И вот теперь тоже не ведал Алешка, какие повороты ему еще подвернет она, судьба-судьбинушка, не ведал.
А потом сел он в поезд и отъехал на Амур к сестре Доротее, чтобы ребятишек забрать.
Вернулся он оттуда только с младшими детьми, с тремя то есть, а старшие-то не поехали, потому как уже при деле были, сами себе на жизнь зарабатывали. Дашутка так у самого купца в лавке служила и рада была, глупая, такому месту. «Пускай, пускай», — думал Алешка.

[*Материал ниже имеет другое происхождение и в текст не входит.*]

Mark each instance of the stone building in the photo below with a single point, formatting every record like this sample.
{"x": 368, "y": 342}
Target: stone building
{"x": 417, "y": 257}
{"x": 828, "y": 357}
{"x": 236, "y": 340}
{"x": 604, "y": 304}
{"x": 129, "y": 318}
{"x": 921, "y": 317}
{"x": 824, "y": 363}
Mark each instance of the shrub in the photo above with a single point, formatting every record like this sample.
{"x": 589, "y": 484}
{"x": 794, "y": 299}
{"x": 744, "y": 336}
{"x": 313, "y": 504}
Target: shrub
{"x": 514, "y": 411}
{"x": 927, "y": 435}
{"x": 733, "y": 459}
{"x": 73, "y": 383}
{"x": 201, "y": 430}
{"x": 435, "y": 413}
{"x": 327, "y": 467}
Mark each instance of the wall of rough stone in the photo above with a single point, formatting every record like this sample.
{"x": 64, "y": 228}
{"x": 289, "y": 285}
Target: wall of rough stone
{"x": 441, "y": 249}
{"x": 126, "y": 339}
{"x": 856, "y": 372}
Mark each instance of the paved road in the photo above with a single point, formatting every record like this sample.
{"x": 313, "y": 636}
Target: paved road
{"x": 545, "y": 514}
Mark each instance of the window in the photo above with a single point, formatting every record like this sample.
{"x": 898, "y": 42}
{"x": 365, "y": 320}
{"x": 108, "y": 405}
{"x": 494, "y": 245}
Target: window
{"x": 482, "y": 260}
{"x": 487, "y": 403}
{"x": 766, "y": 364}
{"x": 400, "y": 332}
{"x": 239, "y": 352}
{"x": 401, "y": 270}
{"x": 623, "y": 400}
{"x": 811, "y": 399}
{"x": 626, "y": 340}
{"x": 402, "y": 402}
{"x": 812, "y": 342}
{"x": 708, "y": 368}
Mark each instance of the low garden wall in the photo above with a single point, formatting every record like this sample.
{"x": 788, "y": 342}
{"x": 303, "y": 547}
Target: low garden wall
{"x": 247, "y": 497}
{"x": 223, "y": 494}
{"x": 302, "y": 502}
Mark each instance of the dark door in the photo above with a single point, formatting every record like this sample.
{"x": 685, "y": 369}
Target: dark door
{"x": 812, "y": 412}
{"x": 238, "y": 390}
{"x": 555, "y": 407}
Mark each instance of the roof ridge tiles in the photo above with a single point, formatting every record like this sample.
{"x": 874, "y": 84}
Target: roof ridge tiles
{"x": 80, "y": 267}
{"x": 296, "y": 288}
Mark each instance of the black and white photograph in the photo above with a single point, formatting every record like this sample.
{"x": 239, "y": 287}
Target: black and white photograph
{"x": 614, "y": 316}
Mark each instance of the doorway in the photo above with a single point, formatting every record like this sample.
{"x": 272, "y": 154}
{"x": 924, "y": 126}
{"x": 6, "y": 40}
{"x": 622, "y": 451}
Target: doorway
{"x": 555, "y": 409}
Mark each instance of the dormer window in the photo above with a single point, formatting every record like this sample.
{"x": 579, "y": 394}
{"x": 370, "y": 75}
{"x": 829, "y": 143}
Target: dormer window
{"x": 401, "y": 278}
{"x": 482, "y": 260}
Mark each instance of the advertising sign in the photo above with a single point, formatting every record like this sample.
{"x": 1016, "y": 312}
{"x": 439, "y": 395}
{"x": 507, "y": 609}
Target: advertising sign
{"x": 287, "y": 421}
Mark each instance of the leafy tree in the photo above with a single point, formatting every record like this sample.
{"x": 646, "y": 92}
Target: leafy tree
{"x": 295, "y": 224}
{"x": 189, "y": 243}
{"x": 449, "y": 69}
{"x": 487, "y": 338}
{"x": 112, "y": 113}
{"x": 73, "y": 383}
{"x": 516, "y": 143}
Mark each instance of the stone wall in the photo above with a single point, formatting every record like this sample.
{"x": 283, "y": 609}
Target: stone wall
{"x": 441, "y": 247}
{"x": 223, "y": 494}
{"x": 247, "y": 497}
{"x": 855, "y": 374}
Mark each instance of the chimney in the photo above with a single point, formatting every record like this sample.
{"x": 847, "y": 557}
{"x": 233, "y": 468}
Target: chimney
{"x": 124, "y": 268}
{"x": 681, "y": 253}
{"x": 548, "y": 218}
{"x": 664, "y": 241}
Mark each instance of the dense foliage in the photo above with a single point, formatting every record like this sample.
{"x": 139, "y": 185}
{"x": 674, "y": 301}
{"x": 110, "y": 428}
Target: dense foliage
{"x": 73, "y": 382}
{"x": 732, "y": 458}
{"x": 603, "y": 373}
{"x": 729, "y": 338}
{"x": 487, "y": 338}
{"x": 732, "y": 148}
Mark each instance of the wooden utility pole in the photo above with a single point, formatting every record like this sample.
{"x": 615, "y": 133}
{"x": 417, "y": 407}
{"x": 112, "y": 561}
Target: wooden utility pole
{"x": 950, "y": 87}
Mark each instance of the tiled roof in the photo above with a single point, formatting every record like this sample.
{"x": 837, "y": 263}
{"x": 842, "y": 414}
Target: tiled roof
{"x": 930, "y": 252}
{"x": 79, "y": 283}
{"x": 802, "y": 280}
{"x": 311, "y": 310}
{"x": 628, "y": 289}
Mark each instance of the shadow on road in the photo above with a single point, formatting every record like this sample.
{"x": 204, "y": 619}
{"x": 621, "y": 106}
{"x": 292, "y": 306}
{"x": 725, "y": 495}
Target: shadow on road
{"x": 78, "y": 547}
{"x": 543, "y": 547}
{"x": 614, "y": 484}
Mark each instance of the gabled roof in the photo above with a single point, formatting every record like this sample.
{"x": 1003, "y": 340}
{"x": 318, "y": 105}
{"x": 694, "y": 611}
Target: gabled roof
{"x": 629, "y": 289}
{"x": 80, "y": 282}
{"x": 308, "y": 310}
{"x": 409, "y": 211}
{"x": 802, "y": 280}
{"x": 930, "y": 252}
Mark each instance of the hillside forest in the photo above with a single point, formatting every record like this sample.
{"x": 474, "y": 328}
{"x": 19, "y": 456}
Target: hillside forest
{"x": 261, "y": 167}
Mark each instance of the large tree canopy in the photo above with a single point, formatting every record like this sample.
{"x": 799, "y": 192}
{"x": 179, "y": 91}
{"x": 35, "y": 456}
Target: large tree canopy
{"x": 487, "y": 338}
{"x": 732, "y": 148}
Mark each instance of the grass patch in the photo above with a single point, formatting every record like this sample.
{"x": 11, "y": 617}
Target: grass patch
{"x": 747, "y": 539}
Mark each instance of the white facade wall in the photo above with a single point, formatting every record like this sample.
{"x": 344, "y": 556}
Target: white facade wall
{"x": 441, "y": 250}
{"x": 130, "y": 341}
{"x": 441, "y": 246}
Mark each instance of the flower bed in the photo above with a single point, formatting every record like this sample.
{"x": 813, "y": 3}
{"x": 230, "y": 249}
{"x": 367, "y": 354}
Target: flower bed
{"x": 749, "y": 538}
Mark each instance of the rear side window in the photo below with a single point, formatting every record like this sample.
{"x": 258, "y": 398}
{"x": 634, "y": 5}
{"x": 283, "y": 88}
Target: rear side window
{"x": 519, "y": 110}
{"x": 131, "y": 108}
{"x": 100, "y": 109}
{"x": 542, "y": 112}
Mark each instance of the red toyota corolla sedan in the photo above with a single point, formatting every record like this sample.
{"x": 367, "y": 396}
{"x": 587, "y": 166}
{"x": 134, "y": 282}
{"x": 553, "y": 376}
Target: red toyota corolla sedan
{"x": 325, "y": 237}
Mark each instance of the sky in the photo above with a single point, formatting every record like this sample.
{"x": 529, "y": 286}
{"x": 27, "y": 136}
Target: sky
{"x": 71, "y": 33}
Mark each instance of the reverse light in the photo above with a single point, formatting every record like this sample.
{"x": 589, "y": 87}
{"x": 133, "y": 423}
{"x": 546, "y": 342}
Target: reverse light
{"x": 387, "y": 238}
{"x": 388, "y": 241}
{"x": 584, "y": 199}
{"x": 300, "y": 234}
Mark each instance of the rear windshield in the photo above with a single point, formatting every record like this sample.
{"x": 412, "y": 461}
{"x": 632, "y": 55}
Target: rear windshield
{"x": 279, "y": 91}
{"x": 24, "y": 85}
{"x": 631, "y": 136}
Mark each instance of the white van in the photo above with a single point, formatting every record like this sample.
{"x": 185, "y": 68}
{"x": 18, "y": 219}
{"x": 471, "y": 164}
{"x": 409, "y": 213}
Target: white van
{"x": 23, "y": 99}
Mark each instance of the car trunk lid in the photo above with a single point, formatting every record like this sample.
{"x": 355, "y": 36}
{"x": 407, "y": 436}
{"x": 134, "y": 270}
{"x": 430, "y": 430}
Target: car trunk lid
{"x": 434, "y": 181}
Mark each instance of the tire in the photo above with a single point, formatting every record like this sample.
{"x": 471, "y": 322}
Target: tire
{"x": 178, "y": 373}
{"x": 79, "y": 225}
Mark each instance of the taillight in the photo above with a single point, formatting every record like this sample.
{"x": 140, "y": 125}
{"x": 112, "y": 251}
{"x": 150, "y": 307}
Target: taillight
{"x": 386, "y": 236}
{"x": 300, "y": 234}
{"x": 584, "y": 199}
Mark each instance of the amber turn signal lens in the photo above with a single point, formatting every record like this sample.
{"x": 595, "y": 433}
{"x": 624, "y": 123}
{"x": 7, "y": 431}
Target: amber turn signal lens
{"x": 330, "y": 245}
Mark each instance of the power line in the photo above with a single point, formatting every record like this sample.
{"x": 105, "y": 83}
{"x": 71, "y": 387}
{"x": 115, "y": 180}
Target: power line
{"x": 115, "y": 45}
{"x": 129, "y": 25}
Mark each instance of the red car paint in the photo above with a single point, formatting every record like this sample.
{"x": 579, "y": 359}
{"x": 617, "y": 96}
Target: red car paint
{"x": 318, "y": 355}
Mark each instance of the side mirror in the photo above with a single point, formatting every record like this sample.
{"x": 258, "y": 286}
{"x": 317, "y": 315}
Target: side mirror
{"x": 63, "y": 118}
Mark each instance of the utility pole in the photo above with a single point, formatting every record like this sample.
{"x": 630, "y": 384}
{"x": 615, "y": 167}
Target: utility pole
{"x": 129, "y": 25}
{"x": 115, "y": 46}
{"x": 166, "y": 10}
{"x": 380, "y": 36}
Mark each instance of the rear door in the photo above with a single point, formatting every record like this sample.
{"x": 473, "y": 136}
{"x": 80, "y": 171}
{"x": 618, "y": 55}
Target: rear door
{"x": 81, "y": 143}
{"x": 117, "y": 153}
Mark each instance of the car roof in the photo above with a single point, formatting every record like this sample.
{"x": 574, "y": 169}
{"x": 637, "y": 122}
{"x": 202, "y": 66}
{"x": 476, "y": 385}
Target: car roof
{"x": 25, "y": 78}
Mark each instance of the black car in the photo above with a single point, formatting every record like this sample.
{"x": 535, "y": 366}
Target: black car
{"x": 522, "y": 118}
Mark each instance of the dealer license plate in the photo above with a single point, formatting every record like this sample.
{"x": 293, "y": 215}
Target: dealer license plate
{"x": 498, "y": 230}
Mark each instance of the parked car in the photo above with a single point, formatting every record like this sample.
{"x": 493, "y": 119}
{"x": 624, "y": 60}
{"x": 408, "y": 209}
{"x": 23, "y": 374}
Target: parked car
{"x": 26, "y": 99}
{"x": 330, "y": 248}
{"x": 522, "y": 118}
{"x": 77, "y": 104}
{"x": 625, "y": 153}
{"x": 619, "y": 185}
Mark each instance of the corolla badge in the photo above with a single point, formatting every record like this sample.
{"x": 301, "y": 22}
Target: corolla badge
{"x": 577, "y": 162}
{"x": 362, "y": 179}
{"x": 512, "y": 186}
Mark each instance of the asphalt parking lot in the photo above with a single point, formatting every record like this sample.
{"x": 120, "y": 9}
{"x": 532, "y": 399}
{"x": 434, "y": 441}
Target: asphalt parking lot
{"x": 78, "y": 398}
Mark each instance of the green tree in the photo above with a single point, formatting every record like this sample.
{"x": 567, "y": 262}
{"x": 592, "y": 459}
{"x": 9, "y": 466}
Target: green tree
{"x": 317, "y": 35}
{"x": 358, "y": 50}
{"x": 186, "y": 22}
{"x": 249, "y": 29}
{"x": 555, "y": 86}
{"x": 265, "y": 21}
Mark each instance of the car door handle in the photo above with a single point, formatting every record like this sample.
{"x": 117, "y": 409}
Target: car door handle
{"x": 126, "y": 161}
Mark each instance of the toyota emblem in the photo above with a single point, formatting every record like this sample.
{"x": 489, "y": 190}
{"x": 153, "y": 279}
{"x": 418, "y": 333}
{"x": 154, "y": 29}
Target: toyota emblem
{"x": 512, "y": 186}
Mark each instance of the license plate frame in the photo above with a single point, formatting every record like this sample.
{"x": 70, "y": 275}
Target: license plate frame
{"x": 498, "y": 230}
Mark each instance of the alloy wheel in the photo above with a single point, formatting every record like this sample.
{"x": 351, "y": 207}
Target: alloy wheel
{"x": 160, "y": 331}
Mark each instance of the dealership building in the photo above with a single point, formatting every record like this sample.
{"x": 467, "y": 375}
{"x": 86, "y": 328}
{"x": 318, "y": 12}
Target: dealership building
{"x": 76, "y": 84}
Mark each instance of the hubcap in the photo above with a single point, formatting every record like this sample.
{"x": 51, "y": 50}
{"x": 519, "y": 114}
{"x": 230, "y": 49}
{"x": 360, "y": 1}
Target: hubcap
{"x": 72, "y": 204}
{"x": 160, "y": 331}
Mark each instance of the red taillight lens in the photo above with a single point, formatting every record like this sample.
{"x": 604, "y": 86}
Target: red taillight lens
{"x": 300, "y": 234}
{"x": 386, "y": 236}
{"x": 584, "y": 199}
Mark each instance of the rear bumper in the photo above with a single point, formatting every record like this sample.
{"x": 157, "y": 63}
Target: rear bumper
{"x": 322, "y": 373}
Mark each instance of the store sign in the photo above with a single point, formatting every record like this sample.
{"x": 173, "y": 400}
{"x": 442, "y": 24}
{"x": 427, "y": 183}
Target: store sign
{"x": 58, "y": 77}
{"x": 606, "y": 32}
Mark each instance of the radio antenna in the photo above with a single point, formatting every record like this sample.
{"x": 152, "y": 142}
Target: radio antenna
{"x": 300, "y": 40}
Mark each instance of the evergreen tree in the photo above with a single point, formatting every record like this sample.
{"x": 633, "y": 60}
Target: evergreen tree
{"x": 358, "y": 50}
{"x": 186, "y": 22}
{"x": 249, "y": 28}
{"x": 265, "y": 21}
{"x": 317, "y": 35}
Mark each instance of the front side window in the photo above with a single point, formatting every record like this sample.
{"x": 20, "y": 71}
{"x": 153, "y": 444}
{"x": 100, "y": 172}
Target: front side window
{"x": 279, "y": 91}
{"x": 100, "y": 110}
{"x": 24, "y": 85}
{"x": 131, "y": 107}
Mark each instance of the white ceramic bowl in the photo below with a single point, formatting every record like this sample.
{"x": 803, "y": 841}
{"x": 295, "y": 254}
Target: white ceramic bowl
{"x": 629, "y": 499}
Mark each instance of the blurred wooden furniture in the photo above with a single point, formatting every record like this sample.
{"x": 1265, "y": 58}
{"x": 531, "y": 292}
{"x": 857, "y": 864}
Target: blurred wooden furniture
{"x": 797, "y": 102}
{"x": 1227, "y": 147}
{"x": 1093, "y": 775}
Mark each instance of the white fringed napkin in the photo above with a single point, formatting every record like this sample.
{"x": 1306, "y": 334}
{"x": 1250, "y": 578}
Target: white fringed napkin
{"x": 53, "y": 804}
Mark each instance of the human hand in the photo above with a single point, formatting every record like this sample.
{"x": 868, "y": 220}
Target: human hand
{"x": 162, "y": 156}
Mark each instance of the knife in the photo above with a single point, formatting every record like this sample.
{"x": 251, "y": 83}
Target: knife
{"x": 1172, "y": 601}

В Новониколаевске он вселился в свой дом, в пятистенник. Сложностей с вселением не возникло. Новая власть уважала каторжан. Через какое-то время во дворе объявился Вербук. Медные казенные пуговицы на неказенном пиджаке. Алешка встретил гостя молча и угрюмо. Страстью его все последние годы было отыскать этого человека и близко, близко, чтобы нос к носу, заглянуть ему в глаза, так заглянуть, чтобы зрачки в этих глазах сошли со стержня и закрутились. Не могут они не закрутиться, внушал себе Алешка, не могут, потому как есть же какая-то сила у справедливости. И вот этот человек сам пришел, стоит у крыльца и, должно быть, ждет, когда хозяин позовет его в дом, а у Алешки нет охоты глядеть в его мигающие, в мокре, глаза. Глядит вот на медную пуговицу, обвисшую на суровой нитке.
— Не стариной живем-то, не-ет... Старина — святая. Оно так. А потому... Поворачиваться человечишко не поспевает, крутит беднягу. Мужика и господина — одинаково. Крутит все, крутит, — говорил Вербук. — Так оно. Молодость не грех, а и старость не смех... А ты если насчет этого... деньжонок если одолжить тебе — можно. Нужда — она такая... Мы уж тут дом-то твой оберегали. Иначе б кто-то да поджег бы. Пожары были. Порядку никакого... А насчет того, чтобы одолжить тебе — можно. На обзаведение. Много дать неоткуда, а сколько-то уж можно... На первое, говорю, обзаведение. Стариной бы жить всем людям-то...
Алешка все глядел, вперившись взором в медную пуговицу с орлом о двух головах. Пуговица свисала на ослабнувшей нитке, и выходило так, что как бы одна голова что-то клевала, другая же над ней была запрокинута клювом вверх.
— Что молодо — старится, это уж так, а состарившись, валится. Та-ак. Старое время судить — что? В старине смысл особый. Многожильный мужик в чести был... А насчет одолжить, если нужда у тебя по первому времени... Много, говорю, неоткуда, а уж сколько можно — одолжим, чего же.
То, что Вербук помогал другим полицейским крутить его, Алешку, и его друзей в паровозе, было, по убеждениям Алешки, нормальным делом, не вызывало протеста. «Они... потому что... у каждого своя служба, каждый своей линией идет к порядку». Но с того чрезмерно горького часа, как узнал он, что подлючий Вербук отнял у его незащищенной, сиротской семьи дом, душа перевернулась, опрокинулась, как опрокидывается на реке сорванная непогодой с берега лодка, и разом вызрела в воспаленном мозгу цель: убить!.. Паскудник этакий! Убить!
Теперь же в душе у Алешки нет ничего, кроме смятения и подавленности. Да, сдал Вербук за эти годы, ох, сдал, хотя обмякшую спину держит все еще прямо, затылок и шея багровятся, но багровость эта уже нездоровая, с сальной желтизной, с водянистым отеком.